Ganas dan de hacer una interpretación en clave generacional que podría formularse más o menos así: puesto que nacieron en esos años cruciales de la transición y su mayoría de edad se produjo en un contexto de apacible prosperidad europea, cuando todo lo conseguido se daba por descontado, se hicieron a la idea de que la democracia española difícilmente podría prescindir de sus encantos y talentos naturales. Y así fue, como, entre todos ellos, nos llevaron al momento adolescente de la democracia española, que culmina con el último capítulo de la saga, la protagonizada por Santiago Abascal. Cuando la genialidad de Albert Rivera en 2019, regalando parte de los gobiernos autonómicos al PP como medio de hacerse con la hegemonía del centroderecha parecía difícil de superar, hete aquí que Santiago Abascal nos sorprende con una fórmula más expeditiva si cabe: dejárselos en su totalidad. Es difícil de creer, pero el PP esta vez no ha tenido que renunciar a nada. La toma de control de esos mismos gobiernos le ha salido gratis total.
Así las cosas, la pregunta es inevitable: ¿y si hubiera elecciones qué pasaría? Aunque es pronto todavía para saberlo, vamos a adelantar una estimación con ayuda del estudio postelectoral del CIS del pasado junio, que nos informa de la intención de voto en elecciones generales una vez que ya eran conocidos los resultados de las elecciones europeas.

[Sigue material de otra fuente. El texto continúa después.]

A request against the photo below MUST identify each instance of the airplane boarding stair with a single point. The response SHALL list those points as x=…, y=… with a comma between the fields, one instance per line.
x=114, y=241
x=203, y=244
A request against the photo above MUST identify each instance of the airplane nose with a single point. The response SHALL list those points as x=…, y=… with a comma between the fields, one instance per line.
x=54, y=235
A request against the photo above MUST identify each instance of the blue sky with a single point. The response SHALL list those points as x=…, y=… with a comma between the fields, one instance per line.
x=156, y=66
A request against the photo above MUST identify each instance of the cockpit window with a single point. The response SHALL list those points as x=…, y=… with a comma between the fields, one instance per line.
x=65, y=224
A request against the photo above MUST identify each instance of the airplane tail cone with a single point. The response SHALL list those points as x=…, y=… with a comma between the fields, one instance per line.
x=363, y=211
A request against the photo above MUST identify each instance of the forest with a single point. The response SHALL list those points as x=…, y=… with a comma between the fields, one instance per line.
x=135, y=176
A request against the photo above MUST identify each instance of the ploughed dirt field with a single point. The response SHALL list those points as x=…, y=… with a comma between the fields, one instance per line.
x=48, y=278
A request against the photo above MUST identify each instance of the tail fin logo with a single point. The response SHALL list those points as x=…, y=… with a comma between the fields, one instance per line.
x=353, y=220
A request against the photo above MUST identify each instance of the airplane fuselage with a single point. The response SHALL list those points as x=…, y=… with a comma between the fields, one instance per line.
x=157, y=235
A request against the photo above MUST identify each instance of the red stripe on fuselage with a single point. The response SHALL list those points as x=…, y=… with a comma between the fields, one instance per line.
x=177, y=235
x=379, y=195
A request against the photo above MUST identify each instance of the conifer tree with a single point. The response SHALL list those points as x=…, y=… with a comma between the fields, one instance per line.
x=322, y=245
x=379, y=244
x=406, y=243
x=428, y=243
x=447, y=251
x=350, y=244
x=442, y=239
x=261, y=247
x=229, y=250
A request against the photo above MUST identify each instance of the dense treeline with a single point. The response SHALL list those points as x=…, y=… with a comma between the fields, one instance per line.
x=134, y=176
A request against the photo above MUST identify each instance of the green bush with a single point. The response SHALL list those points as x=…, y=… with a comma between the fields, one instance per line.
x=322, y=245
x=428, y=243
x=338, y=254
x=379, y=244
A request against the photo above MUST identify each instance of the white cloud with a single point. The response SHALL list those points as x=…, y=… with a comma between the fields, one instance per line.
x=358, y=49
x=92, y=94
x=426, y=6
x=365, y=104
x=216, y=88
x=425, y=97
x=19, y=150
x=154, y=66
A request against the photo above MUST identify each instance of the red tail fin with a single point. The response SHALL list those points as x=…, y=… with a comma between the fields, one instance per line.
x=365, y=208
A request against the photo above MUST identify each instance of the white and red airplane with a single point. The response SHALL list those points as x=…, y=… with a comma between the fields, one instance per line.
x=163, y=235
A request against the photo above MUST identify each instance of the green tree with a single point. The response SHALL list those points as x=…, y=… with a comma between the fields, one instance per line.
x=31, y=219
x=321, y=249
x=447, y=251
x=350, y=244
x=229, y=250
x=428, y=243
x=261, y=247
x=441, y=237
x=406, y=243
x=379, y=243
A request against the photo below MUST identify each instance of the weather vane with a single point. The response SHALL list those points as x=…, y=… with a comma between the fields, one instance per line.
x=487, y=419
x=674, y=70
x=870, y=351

En principio, hay que tener en cuenta que el bipartidismo sale reforzado en elecciones generales como consecuencia del voto útil, lo que beneficia sobre todo al PP, por cuanto recibiría un 13% de los votos de Vox y un 7% de los votos de Alvise. Es verdad que el PSOE recibiría a su vez un 18% de los votos de Sumar y Podemos, pero, así como estos últimos representan apenas 250 mil votos, los primeros representarían más de 300 mil. Por otra parte, el PP movilizaría más votos de la abstención (18%) que el PSOE (12%), con lo que la distancia entre PP y PSOE pasaría de los cuatro puntos porcentuales registrados el pasado 9-J a ocho en unas eventuales generales.

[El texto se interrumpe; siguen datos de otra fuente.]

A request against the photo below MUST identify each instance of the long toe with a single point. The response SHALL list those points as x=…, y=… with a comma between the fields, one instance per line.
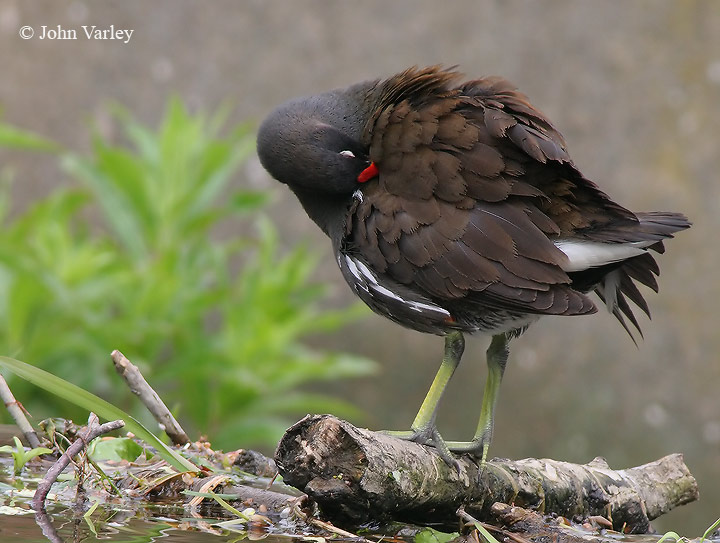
x=430, y=437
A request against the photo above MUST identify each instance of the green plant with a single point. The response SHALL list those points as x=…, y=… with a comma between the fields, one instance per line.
x=89, y=402
x=20, y=455
x=138, y=257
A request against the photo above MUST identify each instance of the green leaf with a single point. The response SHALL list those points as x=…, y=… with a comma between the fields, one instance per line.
x=119, y=448
x=90, y=402
x=11, y=136
x=430, y=535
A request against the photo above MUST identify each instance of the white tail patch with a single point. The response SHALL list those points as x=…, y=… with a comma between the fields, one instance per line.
x=592, y=254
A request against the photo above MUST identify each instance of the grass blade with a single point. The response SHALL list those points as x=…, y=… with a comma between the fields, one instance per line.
x=86, y=400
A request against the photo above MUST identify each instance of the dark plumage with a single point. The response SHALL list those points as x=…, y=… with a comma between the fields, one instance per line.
x=454, y=207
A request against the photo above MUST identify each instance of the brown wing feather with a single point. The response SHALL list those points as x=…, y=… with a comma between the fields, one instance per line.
x=473, y=184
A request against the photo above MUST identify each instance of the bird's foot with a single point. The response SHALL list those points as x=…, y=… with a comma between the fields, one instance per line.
x=477, y=448
x=429, y=436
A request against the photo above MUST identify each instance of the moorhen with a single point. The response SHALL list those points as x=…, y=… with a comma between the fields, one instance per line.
x=453, y=207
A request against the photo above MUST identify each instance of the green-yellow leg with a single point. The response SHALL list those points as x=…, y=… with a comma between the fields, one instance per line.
x=423, y=429
x=497, y=355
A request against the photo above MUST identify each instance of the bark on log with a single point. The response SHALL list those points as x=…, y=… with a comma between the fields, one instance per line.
x=356, y=475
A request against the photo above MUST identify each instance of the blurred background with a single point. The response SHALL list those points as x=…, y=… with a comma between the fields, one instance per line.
x=633, y=86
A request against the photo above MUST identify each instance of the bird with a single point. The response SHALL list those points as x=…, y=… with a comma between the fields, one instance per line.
x=454, y=208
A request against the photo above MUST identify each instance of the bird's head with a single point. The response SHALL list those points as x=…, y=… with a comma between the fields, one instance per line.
x=314, y=143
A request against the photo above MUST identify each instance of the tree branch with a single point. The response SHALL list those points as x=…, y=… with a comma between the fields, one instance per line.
x=16, y=412
x=356, y=475
x=140, y=387
x=85, y=436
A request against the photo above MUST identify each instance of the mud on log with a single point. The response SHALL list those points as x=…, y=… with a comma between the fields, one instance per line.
x=356, y=475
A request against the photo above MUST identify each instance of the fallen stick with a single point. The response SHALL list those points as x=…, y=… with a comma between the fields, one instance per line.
x=84, y=436
x=140, y=387
x=16, y=412
x=356, y=475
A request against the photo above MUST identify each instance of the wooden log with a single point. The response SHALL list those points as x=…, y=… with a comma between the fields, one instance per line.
x=356, y=475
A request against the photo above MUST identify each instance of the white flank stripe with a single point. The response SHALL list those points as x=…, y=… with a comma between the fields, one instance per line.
x=591, y=254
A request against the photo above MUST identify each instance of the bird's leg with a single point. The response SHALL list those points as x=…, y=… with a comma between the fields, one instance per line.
x=497, y=355
x=423, y=429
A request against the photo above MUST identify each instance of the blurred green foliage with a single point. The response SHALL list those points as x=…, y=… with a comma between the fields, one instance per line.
x=136, y=256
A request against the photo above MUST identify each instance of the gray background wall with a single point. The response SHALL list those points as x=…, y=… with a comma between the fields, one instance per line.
x=633, y=86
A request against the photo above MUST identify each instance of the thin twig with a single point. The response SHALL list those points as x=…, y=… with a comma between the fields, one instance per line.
x=297, y=510
x=469, y=520
x=140, y=387
x=85, y=436
x=16, y=412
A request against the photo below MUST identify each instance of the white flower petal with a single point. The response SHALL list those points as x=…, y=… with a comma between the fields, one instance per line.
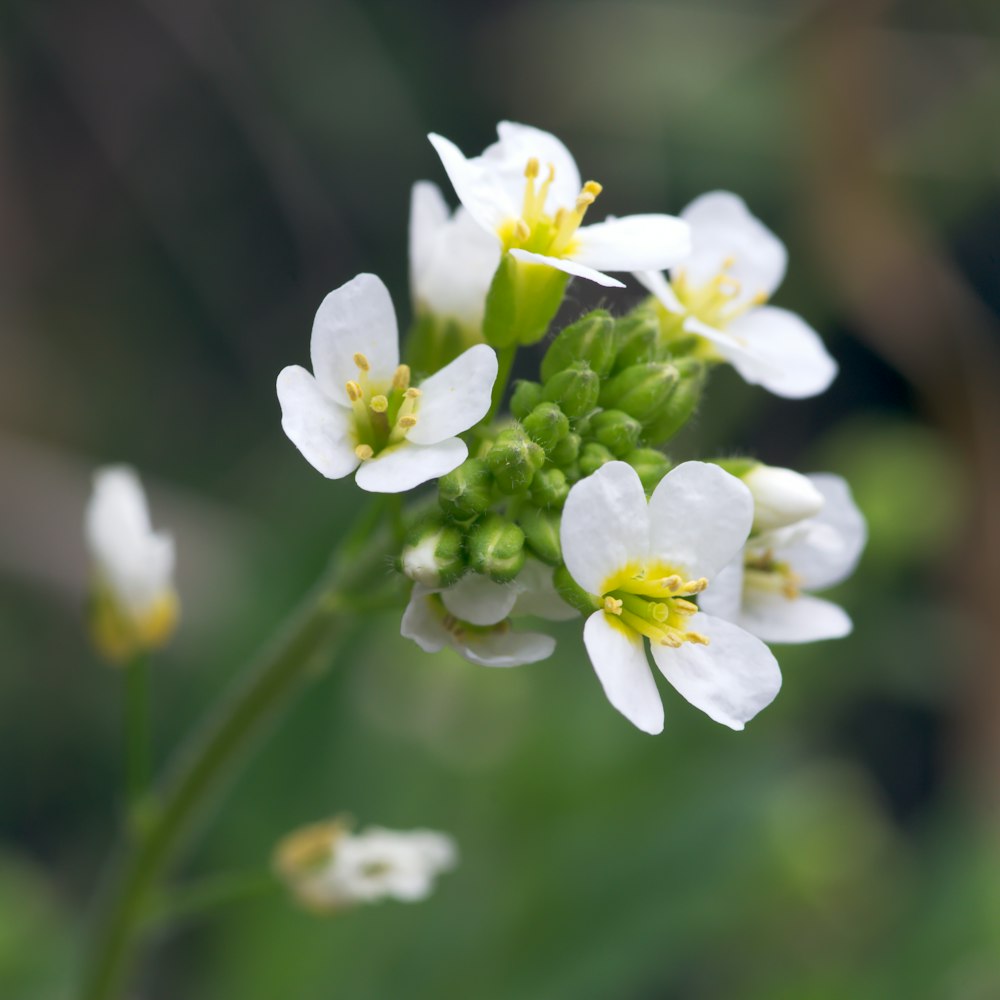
x=730, y=680
x=723, y=230
x=320, y=428
x=567, y=266
x=605, y=525
x=357, y=318
x=781, y=352
x=775, y=618
x=479, y=600
x=619, y=659
x=407, y=465
x=633, y=243
x=457, y=397
x=699, y=517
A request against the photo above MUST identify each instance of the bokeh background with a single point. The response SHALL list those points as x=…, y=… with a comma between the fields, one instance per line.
x=180, y=184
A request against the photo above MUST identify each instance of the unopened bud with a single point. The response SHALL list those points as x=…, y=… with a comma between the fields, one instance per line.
x=575, y=389
x=496, y=548
x=616, y=430
x=590, y=339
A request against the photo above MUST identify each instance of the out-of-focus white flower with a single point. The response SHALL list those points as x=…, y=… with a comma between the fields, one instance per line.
x=761, y=590
x=452, y=260
x=719, y=291
x=357, y=410
x=330, y=869
x=640, y=562
x=134, y=606
x=525, y=189
x=473, y=617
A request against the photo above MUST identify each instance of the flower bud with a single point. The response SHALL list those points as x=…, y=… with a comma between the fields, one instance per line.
x=641, y=391
x=590, y=339
x=496, y=548
x=549, y=487
x=575, y=389
x=781, y=497
x=617, y=431
x=541, y=530
x=433, y=554
x=593, y=456
x=514, y=459
x=467, y=491
x=651, y=466
x=526, y=396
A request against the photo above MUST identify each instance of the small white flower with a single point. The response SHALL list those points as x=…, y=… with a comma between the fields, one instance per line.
x=472, y=617
x=641, y=562
x=762, y=589
x=452, y=260
x=358, y=410
x=134, y=605
x=330, y=868
x=525, y=189
x=718, y=293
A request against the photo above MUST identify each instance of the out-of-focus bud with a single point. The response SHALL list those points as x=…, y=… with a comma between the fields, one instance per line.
x=575, y=389
x=590, y=339
x=513, y=460
x=593, y=456
x=466, y=492
x=541, y=530
x=780, y=497
x=433, y=554
x=641, y=391
x=496, y=548
x=616, y=430
x=651, y=466
x=549, y=487
x=546, y=425
x=526, y=396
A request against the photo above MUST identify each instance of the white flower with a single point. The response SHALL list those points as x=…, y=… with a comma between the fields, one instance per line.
x=641, y=562
x=718, y=293
x=330, y=868
x=358, y=408
x=761, y=590
x=472, y=617
x=525, y=189
x=452, y=260
x=134, y=605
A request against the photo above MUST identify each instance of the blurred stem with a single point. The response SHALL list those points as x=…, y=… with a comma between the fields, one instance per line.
x=212, y=752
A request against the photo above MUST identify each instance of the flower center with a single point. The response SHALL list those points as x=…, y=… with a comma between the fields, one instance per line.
x=535, y=229
x=383, y=414
x=652, y=602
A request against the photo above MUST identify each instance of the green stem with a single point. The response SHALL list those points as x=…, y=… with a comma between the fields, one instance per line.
x=211, y=754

Si esto ya era así el mes pasado, no tengo que decirles cómo quedarían las cosas tras el suicidio de Abascal, que, como es bien sabido, no ha sido bien recibido por quienes desempeñaban las mayores responsabilidades de Vox en los gobiernos de coalición con el PP. Tanto más si tenemos en cuenta que esta persistencia en el error viene precedida de otra decisión no menos autodestructiva, como es la de abandonar el barco de Meloni, una de las pocas jefas de gobierno que no han salido malparadas de las pasadas elecciones europeas, para embarcarse en la nave de los locos que pilota el inefable Viktor Orban. Pero ya se sabe que las desgracias nunca vienen solas.